Ever Given’s blocking of Suez Canal shows threat posed by global warming, Marsh says
The blocking of the Suez Canal by the cargo ship Ever Given shows the threat climate change poses to the global economy, according to a new report from the world’s largest insurance broker Marsh.
Rising sea levels and an uptick in extreme weather events could wreak havoc on global supply chains by disrupting key shipping routes such as the Suez Canal, the New York insurer said.
Threats to the world’s five key shipping routes – which include the Malacca Straits between Malaysia and Indonesia, the Straits of Hormuz between the UAE and Iran, the Bab-al-Mandab between Djibouti and Yemen, and the Suez and Panama Canals – could have an outsized impact on the global economy in disrupting “critical points of failure,” Marsh said.
It noted the Suez Canal plays a role in an estimated 12 per cent of global trade, in helping transport around one million barrels of oil a day and eight per cent of the world’s supply of liquified natural gas (LNG). The Ever Given event alone is estimated to have cost $9.6bn a day in holding up hundreds of container ships over a six-day period.
The insurer warned that climate change driven disruption now threatens to undermine the very basis on which previously successful “just in time” supply chains have been built, as it called for new measures to boost the resilience of the five key waterways that play an outsized role in global trade.

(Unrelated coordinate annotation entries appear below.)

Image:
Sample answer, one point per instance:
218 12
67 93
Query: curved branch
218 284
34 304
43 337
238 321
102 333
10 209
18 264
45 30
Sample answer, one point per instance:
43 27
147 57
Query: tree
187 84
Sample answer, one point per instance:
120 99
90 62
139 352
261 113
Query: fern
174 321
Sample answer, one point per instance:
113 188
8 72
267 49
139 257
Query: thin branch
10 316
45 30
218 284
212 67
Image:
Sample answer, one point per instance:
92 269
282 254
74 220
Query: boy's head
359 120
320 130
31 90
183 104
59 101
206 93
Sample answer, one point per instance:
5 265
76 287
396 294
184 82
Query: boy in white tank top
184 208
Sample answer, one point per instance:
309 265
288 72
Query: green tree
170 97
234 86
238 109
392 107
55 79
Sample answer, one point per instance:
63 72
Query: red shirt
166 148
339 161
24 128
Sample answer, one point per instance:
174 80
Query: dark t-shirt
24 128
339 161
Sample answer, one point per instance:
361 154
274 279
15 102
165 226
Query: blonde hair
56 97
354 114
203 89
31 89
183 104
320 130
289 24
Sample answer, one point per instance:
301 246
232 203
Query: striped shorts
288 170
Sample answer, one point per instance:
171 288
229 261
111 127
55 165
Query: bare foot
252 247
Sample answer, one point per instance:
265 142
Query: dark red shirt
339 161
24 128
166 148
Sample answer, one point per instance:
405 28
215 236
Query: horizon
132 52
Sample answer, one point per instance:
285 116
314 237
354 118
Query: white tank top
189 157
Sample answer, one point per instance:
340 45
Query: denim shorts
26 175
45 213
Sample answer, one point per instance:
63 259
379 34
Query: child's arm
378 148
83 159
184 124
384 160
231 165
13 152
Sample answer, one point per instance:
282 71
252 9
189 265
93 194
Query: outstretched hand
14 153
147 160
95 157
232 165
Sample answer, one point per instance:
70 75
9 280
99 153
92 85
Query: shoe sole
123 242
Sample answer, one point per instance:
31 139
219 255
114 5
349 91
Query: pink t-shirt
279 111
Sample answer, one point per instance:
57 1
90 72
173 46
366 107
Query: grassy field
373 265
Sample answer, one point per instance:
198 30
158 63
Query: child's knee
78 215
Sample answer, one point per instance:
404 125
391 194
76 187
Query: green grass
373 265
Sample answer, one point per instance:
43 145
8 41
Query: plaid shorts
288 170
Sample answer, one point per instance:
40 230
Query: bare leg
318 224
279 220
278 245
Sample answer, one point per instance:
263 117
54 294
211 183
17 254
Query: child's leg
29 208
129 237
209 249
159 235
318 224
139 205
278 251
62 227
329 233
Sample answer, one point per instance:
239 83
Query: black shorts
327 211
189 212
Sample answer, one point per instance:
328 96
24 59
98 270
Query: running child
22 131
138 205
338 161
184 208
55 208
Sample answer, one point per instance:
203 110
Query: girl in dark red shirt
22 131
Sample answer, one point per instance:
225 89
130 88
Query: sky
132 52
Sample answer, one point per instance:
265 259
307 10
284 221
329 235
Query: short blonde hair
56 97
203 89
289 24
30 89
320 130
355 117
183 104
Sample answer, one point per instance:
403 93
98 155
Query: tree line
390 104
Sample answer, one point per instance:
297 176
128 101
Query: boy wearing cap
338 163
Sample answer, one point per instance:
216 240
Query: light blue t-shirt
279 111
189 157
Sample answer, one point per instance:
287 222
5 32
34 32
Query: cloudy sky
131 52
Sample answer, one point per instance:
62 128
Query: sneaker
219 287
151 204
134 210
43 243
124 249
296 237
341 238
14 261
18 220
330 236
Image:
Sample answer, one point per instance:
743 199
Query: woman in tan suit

Marsh warned disruptive weather events, driven by climate change, could increase the frequency of Ever Given like events, as it noted rising sea levels could also have a major impact on the integrity of port infrastructure.
It also warned that any decline in the Suez Canal could also have a major impact on the Egyptian economy, in noting the artificial waterway accounts for 60 per cent of Egypt’s foreign trade and three per cent of the country’s GDP.